In my own experience, as much as I did not want to be triggered, inevitably something would cause my heart to constrict in pain. No matter what he did, no matter have many years passed, "memories" are still in our heads and impossible to totally forget...and the trauma that we encountered has primed us to react in a certain way, even when we know intellectually that there isn't any threat here.
My therapist told me that my healing was like a slinky toy, and that there would be times that I would go backwards, but that I would never ever go back as far as the beginning, and that I would be able to center myself again and start forward again.
I have found that to be true.
And now that my beloved has died, you would think that I would not be impacted by things that I have found out about his past. When I left the hospital driving home after he had died, a very strong thought came into my mind..."he cannot hurt me anymore". But I have since discovered that I can still be hurt...maybe one day there will not be triggers, but there still are many...even though we resolved many things, even though he stated he wanted to be married to me again....
Because really, there was not enough time to develop trust or to believe him...and so, I will never know for sure.

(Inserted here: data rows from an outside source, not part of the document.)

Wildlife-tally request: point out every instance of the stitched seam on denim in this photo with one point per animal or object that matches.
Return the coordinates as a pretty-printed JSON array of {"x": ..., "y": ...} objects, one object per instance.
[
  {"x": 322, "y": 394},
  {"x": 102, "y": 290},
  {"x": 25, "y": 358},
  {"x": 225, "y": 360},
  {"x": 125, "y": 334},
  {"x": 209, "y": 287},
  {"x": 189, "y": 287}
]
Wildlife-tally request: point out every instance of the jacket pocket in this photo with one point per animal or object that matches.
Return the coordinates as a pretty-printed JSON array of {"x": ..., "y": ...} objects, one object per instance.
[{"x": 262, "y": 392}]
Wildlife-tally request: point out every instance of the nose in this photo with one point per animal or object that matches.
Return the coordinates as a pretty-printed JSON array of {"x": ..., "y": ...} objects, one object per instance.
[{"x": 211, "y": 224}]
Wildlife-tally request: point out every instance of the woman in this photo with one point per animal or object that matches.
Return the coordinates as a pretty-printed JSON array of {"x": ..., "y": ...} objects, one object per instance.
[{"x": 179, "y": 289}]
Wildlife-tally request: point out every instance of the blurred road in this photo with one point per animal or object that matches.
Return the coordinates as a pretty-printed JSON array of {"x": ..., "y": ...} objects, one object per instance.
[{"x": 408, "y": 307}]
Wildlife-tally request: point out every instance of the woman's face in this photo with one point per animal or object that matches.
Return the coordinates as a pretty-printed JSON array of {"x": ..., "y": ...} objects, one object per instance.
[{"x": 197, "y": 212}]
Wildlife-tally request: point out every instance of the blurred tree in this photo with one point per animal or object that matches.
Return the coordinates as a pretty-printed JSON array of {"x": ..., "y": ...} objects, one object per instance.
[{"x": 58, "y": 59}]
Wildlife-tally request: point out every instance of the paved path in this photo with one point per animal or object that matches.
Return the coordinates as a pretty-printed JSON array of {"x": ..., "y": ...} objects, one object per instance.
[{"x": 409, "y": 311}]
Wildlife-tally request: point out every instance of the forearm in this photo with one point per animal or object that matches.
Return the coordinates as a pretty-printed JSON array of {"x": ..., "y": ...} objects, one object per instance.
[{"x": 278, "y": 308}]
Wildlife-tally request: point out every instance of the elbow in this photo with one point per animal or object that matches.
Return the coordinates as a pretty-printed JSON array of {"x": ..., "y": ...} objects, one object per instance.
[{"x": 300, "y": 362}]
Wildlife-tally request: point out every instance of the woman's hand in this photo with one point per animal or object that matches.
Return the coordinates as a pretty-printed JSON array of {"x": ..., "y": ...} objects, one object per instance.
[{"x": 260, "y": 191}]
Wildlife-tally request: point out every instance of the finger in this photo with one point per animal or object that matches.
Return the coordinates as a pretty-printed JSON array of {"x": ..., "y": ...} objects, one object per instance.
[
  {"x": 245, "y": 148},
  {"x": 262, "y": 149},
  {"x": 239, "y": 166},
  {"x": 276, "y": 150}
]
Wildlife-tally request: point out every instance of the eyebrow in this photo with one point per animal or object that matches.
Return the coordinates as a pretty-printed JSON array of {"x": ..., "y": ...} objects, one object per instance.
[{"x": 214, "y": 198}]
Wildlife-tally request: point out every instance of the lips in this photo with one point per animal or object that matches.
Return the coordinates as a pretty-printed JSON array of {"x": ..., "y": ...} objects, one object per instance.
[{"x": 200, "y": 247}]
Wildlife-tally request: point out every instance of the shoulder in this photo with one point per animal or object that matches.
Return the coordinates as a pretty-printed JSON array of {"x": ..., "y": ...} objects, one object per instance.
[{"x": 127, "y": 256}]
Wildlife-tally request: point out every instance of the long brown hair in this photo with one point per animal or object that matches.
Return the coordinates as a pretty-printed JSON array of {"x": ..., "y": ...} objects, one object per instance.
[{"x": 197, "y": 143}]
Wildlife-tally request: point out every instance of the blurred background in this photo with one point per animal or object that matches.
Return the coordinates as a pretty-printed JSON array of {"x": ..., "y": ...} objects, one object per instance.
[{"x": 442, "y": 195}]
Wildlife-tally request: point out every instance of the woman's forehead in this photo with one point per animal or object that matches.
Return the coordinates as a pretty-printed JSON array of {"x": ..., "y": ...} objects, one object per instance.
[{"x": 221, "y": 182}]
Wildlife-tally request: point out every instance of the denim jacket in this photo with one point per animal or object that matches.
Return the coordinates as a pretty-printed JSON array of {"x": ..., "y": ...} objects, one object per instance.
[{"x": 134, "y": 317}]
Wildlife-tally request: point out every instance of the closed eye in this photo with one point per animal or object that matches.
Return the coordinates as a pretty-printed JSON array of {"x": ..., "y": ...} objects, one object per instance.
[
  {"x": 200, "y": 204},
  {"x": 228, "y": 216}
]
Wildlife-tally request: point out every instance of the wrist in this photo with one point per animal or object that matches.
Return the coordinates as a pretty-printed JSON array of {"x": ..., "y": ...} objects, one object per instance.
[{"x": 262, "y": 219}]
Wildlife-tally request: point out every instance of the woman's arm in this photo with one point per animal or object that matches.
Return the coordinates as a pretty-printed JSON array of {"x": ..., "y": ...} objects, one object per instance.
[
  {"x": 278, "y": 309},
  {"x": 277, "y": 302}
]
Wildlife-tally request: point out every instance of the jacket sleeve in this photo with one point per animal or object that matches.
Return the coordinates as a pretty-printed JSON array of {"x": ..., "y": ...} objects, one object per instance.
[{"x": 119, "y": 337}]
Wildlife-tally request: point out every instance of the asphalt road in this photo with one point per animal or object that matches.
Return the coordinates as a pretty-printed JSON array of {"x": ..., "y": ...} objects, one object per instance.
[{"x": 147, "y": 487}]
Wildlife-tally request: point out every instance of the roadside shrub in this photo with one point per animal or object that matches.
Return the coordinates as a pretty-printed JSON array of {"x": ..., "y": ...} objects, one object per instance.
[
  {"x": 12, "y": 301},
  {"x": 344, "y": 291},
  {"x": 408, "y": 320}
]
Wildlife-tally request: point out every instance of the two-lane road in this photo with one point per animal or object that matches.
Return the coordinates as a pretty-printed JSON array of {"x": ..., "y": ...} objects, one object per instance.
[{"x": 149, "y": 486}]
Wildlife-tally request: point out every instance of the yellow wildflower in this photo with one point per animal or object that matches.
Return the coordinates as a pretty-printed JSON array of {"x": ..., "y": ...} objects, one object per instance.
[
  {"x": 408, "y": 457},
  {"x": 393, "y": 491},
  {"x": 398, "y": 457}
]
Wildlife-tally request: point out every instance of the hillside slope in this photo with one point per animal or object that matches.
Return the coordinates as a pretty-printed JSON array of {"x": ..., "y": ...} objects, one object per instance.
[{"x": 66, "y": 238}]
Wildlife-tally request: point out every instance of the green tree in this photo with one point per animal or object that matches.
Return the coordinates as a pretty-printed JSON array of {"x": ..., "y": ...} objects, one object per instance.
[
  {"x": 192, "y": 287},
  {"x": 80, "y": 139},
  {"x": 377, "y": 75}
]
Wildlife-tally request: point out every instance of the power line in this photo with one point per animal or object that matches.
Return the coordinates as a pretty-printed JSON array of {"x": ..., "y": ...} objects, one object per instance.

And all I can say MomOfSteel, the trauma changed us...and we have all done so much work to find our peace again...but the effect of what happened to us is embedded in us on a cellular level, not really in our control.
Recently, in therapy once again, the physiological symptoms I have been experiencing which remind me very much of after BD, were explained to me as part of my limbic system..and how the brain is still not able to make sense of what happened in the last 6 months..and that makes sense to me.Just like my brain could never make sense over his MLC/crisis or whatever changed him so completely.
Anything that will help to decreased the association between the memory and the affect on us is worth pursuing. I hope EMDR is helpful as it has been in the past. Just writing here MomofSteel is helpful to so many many other readers who wonder why they can still be triggered many years later.